The book begins with the handwritten 1965 petition of Winston Talley, who wrote to a federal court in Arkansas about his beating in prison with a whip. Citing the Constitution’s ban on “cruel and unusual punishment” Talley asked the court to order that floggings in prison be stopped “And the Whipp destroyed.”

Resnik recounts the trial of Talley v. Stephens, which received front-page coverage in Arkansas newspapers. The case did not result in the state banning whipping but instead led to the “Talley Rules,” which codified how whipping could be carried out. Those verdicts are yet another example of the many venues in which lines are drawn between permissible and impermissible punishments, and Resnik argues they provide chilling reminders of public toleration for leaving prisoners in harm’s way.

Ultimately, Resnik concludes that governments committed to equality cannot set out to ruin people and therefore many contemporary forms of punishment need to end.


Book cover for The Radical Fund by John Witt

When an idealistic young heir to a Wall Street banking fortune named Charles Garland turned down a million-dollar inheritance in 1920, the writer Upton Sinclair wrote him with a different idea: accept the money and start a foundation to give it away.

So begins the latest book by John Fabian Witt ’99, Allen H. Duffy Class of 1960 Professor of Law. “The Radical Fund: How a Band of Visionaries and a Million Dollars Upended America” tells the story of the American Fund for Public Service. Also known as the Garland Fund, its purpose was boilerplate philanthropic mission-statement: “to promote the well-being of mankind throughout the world.” But as Witt explains, Garland and the crew he assembled to administer the fund aimed for something much grander.

For the next two decades, the fund would champion the needs of working-class people, equality for Black Americans, and free speech — the latter before the courts had started to enforce that right. 

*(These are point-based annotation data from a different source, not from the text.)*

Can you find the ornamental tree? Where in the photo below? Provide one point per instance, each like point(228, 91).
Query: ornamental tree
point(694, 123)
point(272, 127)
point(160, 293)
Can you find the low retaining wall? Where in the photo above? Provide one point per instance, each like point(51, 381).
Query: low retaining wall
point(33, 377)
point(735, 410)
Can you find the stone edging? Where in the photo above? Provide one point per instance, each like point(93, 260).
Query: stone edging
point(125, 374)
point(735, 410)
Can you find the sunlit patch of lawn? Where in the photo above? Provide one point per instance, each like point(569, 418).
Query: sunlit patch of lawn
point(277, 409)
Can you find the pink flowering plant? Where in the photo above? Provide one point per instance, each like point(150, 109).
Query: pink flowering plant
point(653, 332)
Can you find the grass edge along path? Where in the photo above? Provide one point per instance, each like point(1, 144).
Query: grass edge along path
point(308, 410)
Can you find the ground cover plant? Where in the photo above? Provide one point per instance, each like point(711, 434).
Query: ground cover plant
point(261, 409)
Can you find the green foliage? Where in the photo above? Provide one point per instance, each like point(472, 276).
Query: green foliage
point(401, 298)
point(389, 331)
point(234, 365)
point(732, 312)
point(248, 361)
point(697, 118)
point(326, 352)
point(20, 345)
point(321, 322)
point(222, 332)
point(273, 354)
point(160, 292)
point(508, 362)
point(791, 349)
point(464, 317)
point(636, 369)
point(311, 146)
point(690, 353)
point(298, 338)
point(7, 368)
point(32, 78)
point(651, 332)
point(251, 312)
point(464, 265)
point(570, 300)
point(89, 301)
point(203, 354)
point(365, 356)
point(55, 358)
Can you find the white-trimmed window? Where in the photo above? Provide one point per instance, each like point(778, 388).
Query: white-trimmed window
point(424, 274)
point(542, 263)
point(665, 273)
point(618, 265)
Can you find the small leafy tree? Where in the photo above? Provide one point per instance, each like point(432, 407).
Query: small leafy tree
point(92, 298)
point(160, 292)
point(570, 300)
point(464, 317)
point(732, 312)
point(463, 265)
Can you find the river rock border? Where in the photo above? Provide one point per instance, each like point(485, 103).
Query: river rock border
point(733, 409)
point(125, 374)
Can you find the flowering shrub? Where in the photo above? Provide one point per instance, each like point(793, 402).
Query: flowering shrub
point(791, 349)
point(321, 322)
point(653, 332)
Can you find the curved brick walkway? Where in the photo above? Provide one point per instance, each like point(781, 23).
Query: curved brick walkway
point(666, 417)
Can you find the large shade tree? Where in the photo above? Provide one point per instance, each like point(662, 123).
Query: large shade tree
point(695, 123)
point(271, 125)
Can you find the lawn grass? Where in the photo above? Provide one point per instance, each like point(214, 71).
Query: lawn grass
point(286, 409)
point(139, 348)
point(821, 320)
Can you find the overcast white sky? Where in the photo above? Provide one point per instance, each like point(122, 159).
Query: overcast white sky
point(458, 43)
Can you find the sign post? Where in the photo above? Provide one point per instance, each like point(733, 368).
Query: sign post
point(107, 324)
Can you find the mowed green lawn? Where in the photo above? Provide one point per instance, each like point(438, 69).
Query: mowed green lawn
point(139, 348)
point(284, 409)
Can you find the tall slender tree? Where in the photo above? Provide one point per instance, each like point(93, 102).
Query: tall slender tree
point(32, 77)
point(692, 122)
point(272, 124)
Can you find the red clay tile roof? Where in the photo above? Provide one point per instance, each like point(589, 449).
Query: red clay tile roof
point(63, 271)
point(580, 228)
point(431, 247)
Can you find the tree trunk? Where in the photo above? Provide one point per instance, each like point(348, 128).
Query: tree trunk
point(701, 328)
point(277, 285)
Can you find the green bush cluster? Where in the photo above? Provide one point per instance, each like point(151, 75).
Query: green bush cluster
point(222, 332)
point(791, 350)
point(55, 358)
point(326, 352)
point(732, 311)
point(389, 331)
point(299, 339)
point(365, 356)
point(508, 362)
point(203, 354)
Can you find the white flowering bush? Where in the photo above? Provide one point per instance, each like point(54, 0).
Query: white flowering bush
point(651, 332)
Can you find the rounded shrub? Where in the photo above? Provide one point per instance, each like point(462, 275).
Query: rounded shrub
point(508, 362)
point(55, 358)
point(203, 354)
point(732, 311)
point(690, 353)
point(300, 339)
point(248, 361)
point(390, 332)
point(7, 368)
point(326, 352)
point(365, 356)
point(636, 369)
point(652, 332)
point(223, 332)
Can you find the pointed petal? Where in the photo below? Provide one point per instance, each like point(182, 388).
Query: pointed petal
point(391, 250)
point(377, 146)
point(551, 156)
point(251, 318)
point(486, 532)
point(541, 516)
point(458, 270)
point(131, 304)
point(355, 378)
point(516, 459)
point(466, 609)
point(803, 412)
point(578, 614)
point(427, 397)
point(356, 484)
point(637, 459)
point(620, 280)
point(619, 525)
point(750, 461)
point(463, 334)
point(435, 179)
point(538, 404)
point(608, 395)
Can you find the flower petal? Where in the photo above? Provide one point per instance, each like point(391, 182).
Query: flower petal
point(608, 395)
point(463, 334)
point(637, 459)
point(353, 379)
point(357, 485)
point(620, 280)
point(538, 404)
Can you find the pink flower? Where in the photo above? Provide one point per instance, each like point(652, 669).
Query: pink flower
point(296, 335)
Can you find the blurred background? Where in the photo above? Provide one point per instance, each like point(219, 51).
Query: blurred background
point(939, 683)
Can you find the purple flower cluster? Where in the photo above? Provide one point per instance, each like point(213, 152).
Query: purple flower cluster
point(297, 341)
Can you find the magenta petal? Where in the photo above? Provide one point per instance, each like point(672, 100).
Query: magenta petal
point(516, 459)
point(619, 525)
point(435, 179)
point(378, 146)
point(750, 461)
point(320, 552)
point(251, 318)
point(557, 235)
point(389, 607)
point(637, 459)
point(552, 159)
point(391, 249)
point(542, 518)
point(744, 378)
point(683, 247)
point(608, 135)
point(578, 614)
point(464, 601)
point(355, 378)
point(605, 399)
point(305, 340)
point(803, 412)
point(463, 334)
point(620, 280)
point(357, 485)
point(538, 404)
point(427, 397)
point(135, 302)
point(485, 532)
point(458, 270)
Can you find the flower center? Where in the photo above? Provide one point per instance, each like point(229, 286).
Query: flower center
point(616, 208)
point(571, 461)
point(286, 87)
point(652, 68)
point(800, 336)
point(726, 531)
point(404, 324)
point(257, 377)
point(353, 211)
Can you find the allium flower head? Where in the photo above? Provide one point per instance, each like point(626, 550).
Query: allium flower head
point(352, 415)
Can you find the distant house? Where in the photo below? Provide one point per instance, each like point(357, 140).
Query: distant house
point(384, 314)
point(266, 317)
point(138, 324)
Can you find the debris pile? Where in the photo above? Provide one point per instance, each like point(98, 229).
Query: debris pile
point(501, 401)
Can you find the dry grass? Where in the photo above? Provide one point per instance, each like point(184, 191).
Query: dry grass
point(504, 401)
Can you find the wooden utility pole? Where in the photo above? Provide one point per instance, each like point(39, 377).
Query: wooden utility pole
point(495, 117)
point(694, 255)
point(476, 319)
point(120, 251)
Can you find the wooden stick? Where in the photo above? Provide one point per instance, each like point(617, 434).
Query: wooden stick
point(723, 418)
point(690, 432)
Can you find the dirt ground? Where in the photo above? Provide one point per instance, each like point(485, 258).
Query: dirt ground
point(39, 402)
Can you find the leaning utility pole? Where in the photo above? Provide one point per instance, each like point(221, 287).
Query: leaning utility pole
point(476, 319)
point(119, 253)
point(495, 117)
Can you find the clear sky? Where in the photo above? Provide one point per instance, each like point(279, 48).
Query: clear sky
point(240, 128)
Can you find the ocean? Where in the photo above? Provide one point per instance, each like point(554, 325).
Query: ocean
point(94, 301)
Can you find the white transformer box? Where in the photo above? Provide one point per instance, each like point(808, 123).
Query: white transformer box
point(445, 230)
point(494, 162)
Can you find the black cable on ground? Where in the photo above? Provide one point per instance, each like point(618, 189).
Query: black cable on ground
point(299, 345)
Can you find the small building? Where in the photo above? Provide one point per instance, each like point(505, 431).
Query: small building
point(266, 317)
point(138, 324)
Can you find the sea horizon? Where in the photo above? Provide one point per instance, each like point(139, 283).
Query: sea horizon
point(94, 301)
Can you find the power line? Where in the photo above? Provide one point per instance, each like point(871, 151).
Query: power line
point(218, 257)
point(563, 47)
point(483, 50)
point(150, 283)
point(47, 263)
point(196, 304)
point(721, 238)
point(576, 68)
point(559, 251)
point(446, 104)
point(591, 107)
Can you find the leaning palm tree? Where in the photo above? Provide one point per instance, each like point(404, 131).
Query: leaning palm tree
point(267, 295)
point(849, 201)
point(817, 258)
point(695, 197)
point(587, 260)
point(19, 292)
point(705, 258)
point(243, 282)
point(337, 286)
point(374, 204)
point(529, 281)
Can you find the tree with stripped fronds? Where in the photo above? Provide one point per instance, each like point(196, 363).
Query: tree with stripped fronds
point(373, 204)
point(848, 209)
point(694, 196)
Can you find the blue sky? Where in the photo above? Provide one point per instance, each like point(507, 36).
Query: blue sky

“They believed that American capitalism was broken,” Witt writes. “They believed that American democracy, if it had ever existed, disserved those who had the least. And they believed that American institutions needed to be radically remade for the modern age.”

The fund’s list of beneficiaries reads like the greatest hits of early 20th century progressive causes: the NAACP as it laid the groundwork for landmark civil rights cases like Brown v. Board of Education as well as defenses in the Scopes trial, Sacco and Vanzetti, and the Scottsboro Boys. The fund also hoped to sway public opinion and influence popular culture through movies, a radio station, and a publishing house.

The fund was decidedly unradical when it came to corporate governance, however. The board issued annual reports, hired accountants, and sought and found tax advantages —loopholes, according to critics. Even the fund’s most active member expressed unease about money’s role in politics, foreshadowing current concerns.

“The Fund’s story illuminates an amalgam of radicalism and practicality at the foundations of some of the signal achievements of the 20th century,” Witt writes.